En 1998, on est allés à Cincinnati jouer au Scribble Jam, qui est un festival hip-hop organisé par Mr. Dibbs, on a fait forte impression et la salle était en transe. Personne n’a oublié ce concert. C’est cette nuit-là que l’on a rencontrés les gens de Anticon, et que l’on est devenus membres des 1200 Hobos. C’était mémorable.
*Tu peux revenir sur le concept de Sebutones…
Beaucoup d’humour, on se moque de nous-mêmes, de la société et des gens. On fait tout ce que l’on n’oserait pas faire seul, ça donne un résultat bizarre ! Beaucoup d’énergie, c’est intense et trivial, parfois amer et froid. La première fois que j’ai parlé de Sebutones à Sixtoo, je lui ai décrit quelque chose qui s’apparente aux films de science-fiction des années 60, obsolète et très futuriste.
*Pour faire de la musique, tu t’inspires de quoi ?
Je lis beaucoup et je regarde deux films par jour, j’aime rouler à vélo et parler de musique. J’aime le base-ball, même si c’est le truc typiquement américain, j’ai grandi avec le base-ball et je l’aime probablement plus que la musique. J’aime être dehors, observer les gens, la vie que mène mes amis… les gens sont ma plus grande inspiration.
Récemment ma musique est devenue plus personnelle, j’ai l’impression d’être un anthropologiste, j’aime observer les comportements et écrire dessus. Quand j’étais plus jeune, je cherchais l’inspiration à grande échelle, en considérant l’univers, en pensant au monde dans sa globalité, mais maintenant, je me penche sur de petits détails. Mon état d’esprit change, je vieillis… C’est définitivement plus introspectif.
*Ton morceau The centaur est le plus connu, tu as sorti une version drum & bass, un genre qui est méconnu outre-Atlantique…
La drum & bass est très underground en Amérique, mais le phénomène est là, il est important.
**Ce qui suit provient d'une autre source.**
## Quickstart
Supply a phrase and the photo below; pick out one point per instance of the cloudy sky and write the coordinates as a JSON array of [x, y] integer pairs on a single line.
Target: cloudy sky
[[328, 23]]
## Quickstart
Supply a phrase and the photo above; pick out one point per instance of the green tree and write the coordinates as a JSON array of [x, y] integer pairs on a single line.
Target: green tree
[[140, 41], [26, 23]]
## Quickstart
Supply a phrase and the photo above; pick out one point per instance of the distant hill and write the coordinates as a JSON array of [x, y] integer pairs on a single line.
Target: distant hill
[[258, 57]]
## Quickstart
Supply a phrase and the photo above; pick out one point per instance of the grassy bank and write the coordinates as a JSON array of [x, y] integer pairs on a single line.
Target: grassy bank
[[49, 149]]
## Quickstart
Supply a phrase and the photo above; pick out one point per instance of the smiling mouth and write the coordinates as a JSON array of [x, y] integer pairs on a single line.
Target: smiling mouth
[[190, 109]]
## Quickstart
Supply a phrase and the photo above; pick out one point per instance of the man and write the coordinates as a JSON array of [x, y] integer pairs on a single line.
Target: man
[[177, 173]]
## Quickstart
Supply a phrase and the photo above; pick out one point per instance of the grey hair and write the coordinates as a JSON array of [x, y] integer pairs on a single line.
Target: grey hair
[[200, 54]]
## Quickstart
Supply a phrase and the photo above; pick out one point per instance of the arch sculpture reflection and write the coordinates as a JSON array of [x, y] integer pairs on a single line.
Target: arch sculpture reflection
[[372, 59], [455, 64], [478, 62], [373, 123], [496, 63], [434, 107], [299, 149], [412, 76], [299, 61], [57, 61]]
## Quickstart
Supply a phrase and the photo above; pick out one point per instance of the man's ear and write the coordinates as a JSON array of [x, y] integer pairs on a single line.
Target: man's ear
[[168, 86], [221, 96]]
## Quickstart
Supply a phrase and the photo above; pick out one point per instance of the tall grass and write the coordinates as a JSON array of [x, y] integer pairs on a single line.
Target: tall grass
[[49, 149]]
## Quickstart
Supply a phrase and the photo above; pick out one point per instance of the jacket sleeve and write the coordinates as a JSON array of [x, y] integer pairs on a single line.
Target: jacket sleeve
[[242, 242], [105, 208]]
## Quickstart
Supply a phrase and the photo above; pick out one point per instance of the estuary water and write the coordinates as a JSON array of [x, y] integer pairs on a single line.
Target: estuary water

Certains disent que c’est une évolution du hip-hop, mais je ne suis pas sûr d’être d’accord avec cette théorie. Mon colocataire produit de la D&B, c’était son idée de faire un remix de ce titre, donc je lui ai prêté la matière première, et il l’a fait. J’ai trouvé ça cool.
En général ma musique n’est pas agressive, et j’ai pensé que pour une fois ce serait bien d’avoir quelques titres qui balancent un peu. Il y a des situations où l’agressivité est positive, où il est bon de prendre une bonne suée. À la plupart de mes concerts, les gens sont assis en train de réfléchir, ou non, et je voulais que ça bouge un peu plus, donc quand j’ai fait l’album Synesthesia, j’ai pensé à des morceaux plus rythmés. C’est particulièrement valable à Halifax car c’est une petite ville, donc la foule des concerts est très mélangée. C’est très hip-hop et très skate.
Quand je fais des concerts à des événements de skate, les skateurs ont une certaine agressivité et ils aiment la musique agressive, donc le remix de The centaur a été pensé pour ce genre d’occasions. C’est juste une évolution de ma musique, une approche différente.
Ah oui, le truc Habitat ! Ce qui est marrant à propos de ce projet, c’est qu’ils ont monté la vidéo et ils lui ont demandé de faire la musique par-dessus, en ralentissant et en accélérant selon le rythme du skater. C’était un truc très difficile à faire et ça lui a pris un temps fou ! C’est un travail de dingue, mais le résultat est à la hauteur. Ça me brancherait de faire ça, toute la musique d’une vidéo de skate, je suis sûr que j’aimerais ça.